The move is to expand Carlsberg’s presence in Southeast Asia. In its past financial year, the region, including China, contributed only 16 percent to Carlsberg’s volumes and 9 percent to Carlsberg’s profits (EBIT). In Thailand, with a population of about 67 million and a per capita consumption of 29 litres of beer, Carlsberg has had a negligible footprint.

Although the Thai beer market has grown to about 20.6 million hl in 2011, according to the Barth Report, this has not necessarily boosted brewers’ profits. According to BRAUWELT International’s estimates, the beer profit pool (EBIT) was about USD 200 million in 2011, which is low compared with other emerging beer markets.

The 50:50 joint venture with Singha will oversee the marketing, sales and distribution of Carlsberg’s international beer brands in Thailand, while Singha’s brands will be launched in selected markets outside of Thailand through Carlsberg’s international network, the company statement said. At this stage Carlsberg’s brands will not be brewed in Thailand but will be imported from one of the Carlsberg breweries in the region.

The privately-owned Singha, formerly known as Boon Rawd Brewery, produces beer, soft drinks, water, ready to drink green tea, and various energy drinks, as well as fish snacks, it was reported.

Asian media say that Singha had a market share of 59 percent of the Thai beer market in 2011, compared with the 31 percent share of Mr Charoen’s ThaiBev and the 5 percent share of Asia Pacific Breweries.

With some ill-concealed glee the same media also reminded their readers that this is the second time Carlsberg has partnered with a Thai brewer. The first time Carlsberg formed a joint venture was in 2001 with Mr Charoen’s Chang Beverages, which was an unmitigated disaster for Carlsberg.

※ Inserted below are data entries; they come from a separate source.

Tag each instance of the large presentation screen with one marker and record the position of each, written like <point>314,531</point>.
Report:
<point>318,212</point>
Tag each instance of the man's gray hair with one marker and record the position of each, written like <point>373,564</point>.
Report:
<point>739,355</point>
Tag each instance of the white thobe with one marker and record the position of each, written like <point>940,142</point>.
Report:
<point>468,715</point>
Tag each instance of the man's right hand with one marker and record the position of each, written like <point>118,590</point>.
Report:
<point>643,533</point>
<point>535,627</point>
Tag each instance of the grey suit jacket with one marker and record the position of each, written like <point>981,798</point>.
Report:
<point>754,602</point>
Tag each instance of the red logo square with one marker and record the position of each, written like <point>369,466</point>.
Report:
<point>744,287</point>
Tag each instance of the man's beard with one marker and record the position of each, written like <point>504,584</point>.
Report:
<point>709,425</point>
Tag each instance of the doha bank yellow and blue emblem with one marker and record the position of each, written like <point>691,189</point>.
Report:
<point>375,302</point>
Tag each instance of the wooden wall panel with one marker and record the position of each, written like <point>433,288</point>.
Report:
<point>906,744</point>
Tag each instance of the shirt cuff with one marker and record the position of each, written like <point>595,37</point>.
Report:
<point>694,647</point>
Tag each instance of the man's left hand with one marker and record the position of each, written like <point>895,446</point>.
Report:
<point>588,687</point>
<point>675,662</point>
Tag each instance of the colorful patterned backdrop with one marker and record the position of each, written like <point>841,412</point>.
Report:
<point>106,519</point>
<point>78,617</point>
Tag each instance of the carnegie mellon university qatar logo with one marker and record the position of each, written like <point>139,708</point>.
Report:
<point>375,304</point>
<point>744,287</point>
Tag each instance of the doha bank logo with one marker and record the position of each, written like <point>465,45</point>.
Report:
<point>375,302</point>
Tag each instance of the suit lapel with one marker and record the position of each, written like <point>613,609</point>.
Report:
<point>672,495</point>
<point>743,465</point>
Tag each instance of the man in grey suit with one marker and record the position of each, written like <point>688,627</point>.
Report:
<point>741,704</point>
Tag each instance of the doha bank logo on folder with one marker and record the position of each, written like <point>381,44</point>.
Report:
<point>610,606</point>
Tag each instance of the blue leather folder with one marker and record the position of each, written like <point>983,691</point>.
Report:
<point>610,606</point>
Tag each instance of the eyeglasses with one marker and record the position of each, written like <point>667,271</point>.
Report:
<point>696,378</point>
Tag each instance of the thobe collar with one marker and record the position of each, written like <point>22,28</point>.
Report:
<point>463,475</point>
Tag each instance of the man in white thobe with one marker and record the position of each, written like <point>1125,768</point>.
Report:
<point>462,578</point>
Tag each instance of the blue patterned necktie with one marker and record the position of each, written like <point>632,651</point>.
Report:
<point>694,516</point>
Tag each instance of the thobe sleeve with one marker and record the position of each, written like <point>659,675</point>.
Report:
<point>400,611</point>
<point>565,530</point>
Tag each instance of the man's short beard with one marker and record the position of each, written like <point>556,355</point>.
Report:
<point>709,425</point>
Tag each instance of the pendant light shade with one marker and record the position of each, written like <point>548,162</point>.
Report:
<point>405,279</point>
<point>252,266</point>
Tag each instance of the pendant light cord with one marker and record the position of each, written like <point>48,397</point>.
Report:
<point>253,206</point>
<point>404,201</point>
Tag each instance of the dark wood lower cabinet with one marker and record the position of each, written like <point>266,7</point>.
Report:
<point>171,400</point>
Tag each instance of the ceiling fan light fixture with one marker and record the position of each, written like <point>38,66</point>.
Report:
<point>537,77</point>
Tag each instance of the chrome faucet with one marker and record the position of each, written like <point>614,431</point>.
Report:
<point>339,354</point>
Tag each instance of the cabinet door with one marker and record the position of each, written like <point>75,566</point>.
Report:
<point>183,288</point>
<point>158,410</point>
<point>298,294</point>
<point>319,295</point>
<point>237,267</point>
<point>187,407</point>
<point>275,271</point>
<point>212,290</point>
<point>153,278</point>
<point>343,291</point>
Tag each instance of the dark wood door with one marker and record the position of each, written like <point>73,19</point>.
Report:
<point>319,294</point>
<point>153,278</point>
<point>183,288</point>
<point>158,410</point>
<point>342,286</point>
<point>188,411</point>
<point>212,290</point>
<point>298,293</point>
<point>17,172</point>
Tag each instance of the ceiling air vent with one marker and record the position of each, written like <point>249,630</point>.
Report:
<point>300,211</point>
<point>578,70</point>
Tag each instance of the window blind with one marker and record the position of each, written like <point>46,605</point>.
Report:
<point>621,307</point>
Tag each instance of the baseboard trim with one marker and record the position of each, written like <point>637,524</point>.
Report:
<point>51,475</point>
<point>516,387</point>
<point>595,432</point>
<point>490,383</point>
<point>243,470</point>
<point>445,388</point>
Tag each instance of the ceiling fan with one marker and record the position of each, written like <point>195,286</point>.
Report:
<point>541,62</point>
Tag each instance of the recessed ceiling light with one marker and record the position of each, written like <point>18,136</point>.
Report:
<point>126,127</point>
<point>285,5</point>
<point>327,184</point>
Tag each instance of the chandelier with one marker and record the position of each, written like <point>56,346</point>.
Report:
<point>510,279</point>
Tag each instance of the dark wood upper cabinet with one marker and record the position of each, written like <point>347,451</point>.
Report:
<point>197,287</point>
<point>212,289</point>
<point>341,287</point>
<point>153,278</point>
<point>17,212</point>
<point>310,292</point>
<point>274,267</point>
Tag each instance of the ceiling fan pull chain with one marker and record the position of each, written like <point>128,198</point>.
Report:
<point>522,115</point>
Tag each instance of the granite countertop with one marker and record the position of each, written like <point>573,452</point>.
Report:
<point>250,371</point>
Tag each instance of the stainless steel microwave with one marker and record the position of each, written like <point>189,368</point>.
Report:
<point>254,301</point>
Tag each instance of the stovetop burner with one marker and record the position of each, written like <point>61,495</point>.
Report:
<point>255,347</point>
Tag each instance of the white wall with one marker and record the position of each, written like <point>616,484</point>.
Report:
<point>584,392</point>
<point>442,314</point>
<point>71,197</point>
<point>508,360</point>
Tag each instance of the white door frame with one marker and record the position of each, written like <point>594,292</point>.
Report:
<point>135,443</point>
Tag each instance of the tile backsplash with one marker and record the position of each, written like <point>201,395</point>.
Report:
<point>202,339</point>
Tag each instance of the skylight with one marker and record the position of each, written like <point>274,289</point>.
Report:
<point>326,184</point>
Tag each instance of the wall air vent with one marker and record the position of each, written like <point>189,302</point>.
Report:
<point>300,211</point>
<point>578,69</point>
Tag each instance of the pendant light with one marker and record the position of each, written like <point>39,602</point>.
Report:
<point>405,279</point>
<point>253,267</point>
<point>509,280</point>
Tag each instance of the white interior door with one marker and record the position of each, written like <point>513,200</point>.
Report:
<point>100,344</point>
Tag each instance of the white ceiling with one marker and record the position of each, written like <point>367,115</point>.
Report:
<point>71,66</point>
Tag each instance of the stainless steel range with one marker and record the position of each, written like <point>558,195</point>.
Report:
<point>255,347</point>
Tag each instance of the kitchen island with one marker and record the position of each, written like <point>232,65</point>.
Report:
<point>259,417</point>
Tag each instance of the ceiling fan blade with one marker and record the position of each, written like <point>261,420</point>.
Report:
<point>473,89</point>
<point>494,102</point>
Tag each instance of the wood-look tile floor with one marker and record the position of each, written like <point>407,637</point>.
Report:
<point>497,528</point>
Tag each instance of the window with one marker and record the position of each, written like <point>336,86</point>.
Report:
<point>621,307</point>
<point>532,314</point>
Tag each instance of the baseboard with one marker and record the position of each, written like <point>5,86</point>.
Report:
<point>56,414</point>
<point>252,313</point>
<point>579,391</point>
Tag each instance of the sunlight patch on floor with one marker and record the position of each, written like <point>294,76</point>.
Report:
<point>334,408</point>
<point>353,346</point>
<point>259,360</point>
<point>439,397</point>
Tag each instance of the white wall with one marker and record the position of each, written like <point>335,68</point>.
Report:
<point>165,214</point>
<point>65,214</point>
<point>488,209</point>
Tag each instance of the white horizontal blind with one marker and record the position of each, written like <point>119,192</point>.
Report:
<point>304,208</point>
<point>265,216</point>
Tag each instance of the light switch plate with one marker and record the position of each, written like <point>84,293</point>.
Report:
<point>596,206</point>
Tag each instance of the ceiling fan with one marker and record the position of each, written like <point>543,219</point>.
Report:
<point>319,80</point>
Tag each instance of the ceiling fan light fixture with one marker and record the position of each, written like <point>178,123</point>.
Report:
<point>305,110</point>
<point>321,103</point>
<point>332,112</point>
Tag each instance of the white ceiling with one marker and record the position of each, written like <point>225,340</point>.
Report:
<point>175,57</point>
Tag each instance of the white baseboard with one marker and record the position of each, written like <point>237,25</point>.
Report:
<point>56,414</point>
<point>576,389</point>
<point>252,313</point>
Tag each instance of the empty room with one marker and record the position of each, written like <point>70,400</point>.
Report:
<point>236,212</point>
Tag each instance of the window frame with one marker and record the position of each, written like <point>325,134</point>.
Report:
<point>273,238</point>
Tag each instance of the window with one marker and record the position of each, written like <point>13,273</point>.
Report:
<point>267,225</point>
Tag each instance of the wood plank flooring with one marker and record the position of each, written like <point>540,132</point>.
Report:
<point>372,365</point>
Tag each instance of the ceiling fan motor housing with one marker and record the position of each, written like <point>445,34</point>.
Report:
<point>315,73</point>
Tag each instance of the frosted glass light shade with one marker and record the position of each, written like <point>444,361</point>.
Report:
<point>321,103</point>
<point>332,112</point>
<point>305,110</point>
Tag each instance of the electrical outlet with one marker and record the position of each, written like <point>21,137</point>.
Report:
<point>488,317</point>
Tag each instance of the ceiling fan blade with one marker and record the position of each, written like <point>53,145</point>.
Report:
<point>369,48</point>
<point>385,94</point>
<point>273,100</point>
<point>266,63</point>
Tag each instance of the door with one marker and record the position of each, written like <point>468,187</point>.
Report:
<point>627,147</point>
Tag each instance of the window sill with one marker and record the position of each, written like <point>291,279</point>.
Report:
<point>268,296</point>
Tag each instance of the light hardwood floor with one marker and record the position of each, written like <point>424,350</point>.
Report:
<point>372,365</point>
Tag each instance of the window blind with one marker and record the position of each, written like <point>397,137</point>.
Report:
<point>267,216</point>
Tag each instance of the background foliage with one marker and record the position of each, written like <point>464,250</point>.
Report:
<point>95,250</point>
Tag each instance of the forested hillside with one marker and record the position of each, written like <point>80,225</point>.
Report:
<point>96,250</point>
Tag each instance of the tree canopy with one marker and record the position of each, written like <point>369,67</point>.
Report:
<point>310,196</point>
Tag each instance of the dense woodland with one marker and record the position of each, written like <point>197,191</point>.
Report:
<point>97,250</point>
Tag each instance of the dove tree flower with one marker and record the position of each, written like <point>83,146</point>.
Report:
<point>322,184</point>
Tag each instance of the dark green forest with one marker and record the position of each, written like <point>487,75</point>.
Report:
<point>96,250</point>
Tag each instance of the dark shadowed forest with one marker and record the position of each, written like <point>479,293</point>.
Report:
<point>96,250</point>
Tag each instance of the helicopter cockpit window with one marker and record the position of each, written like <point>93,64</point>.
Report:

The Danish had to end the alliance after just two years, accusing Chang of failing to contribute the assets agreed upon. The partnership with Mr Charoen had been an ambitious one as the Danish brewer folded in all its Asian assets. Sources at the time said Mr Charoen was happy to use Carlsberg to distribute its beer internationally, but did little to push Carlsberg in Thailand. The relationship ultimately fell apart amid frosty accusations and a USD 2.5 billion claim for damages by Chang, once Thailand’s "whisky king", Mr Charoen, had received what he wanted from his perhaps slightly naive Danish partner. To add insult to injury, Mr Charoen forced Carlsberg to pay USD 120 million to settle their legal dispute in 2005.

From the above, Asian commentators concluded that during the long relationship, ThaiBev had gained both brewing and management know-how from Carlsberg, knowledge that helped the company establish its Chang beer in the Thai market.

In other words, Carlsberg got pulled over the barrel by Mr Charoen. No doubt in Copenhagen fingers are crossed that this time the saying “second time lucky” will come true.